KARACHI: In 2023, the banking sector’s non-performing loans (NPLs) grew by 7.6%, or Rs70 billion, according per data issued on Tuesday by the State Bank of Pakistan (SBP).
High interest rates and slow economic growth have contributed to an increase in defaults, which is indicative of persistent financial difficulties in practically every sector of the economy. Political unpredictability and economic uncertainty hindered progress in every sector in 2023.
The greatest defaulter, according to data covering December 2022 to December 2023, was the textile sector, which made a substantial contribution to the overall amount of non-performing loans (NPLs), which increased from Rs924.04 billion in 2022 to Rs994.82 billion by the end of 2023. This increase indicates a 7.6% increase in non-performing loans, underscoring the unsettling year the economy had.
Non-performing loans rose by Rs18 billion in the textile industry alone during the year, to a total of Rs182 billion.
This industry, which is important as the biggest export earner for the nation and a significant borrower, has been especially vociferous through the All Pakistan Textile Mills Association. The group claims that the government’s record interest rates of 22 percent and hefty utility prices seriously hinder its ability to compete in international markets.

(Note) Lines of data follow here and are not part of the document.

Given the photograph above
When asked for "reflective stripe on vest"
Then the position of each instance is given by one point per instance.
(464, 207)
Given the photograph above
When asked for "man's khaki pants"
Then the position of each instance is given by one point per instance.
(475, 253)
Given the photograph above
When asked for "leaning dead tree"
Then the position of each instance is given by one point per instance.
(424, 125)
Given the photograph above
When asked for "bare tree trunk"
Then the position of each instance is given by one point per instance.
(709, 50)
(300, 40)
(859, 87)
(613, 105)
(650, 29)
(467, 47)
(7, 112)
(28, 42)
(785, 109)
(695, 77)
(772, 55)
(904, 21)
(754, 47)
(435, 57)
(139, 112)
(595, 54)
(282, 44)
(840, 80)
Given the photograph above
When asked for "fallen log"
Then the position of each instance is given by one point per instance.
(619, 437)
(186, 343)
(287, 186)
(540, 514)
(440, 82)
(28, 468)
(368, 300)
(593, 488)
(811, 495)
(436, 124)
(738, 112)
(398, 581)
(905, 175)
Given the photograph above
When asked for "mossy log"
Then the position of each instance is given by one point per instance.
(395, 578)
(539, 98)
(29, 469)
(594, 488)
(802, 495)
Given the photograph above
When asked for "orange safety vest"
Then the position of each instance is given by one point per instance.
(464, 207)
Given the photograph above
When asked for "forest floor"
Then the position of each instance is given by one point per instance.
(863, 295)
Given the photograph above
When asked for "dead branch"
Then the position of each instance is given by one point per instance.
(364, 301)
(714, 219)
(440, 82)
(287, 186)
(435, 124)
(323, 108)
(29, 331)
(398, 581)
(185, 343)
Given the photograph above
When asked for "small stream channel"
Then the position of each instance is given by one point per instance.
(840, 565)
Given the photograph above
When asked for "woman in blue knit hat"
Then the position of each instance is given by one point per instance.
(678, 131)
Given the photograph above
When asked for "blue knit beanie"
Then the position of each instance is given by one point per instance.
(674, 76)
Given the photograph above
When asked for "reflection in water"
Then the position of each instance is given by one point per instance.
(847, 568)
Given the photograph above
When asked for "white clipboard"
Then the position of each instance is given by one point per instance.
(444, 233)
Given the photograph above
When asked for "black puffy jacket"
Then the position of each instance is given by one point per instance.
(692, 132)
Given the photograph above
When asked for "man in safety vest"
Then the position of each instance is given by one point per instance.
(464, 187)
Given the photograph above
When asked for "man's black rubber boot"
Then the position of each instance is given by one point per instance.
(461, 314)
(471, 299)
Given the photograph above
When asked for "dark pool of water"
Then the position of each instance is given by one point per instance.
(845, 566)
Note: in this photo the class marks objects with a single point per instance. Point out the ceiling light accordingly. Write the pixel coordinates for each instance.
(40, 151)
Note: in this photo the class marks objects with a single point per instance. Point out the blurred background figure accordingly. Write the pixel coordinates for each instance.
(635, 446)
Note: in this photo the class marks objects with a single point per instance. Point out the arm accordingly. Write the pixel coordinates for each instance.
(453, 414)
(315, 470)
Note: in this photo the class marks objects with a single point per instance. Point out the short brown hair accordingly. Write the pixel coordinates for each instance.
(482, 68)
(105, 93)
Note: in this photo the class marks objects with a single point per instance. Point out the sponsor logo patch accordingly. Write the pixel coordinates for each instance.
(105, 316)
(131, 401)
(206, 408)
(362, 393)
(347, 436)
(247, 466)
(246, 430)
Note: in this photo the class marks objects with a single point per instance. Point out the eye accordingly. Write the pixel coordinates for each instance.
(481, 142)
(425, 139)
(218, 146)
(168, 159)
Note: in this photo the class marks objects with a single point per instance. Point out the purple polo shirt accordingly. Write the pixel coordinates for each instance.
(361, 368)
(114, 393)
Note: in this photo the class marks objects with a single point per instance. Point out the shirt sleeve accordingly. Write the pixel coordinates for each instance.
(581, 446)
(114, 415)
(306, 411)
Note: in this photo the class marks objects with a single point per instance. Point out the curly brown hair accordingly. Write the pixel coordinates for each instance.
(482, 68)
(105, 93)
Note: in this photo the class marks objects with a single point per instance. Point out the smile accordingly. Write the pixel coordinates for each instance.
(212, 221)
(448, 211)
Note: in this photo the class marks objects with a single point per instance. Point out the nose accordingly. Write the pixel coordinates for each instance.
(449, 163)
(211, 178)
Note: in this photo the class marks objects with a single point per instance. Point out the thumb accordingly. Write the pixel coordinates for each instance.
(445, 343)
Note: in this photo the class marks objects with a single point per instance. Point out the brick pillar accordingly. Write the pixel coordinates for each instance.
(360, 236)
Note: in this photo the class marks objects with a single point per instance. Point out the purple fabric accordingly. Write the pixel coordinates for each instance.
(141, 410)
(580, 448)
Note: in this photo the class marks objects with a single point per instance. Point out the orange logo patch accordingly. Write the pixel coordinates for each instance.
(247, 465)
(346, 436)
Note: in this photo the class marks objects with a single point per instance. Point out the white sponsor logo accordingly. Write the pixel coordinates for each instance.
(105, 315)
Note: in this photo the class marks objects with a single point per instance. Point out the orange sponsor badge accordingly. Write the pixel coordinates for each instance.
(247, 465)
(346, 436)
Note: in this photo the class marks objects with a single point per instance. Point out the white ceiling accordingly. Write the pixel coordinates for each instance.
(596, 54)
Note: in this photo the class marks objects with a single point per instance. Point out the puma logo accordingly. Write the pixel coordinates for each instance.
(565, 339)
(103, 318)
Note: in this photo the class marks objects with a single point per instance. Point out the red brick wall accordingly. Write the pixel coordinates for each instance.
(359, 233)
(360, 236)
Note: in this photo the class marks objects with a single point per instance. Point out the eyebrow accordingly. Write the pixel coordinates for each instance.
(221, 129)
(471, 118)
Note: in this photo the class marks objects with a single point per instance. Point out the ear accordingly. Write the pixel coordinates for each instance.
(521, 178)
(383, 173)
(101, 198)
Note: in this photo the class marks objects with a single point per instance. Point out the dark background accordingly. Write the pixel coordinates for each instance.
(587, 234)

In addition, the amount of money borrowed by the private sector from banks fell sharply, from Rs1,329 billion in the previous fiscal year to just Rs208 billion in 2023, as businesses were put off by the expensive terms and increased risks.
Increases in non-performing loans were also recorded by the automobile and agricultural sectors. Due to high interest rates and ongoing economic instability, defaults in the car sector grew to Rs19.3 billion, while defaults in the agribusiness sector increased to Rs65.9 billion.
Regarding the SBP’s potential interest rate cut in its upcoming monetary policy announcement, which is scheduled on April 29, bankers and analysts are cautiously optimistic.
The business community, however, is still skeptical that the economy can be revived with a 100–200 basis point cut. Many are calling for a large reduction, arguing that rates have to be decreased to 10–15 percent in order to lower operating expenses and promote economic recovery.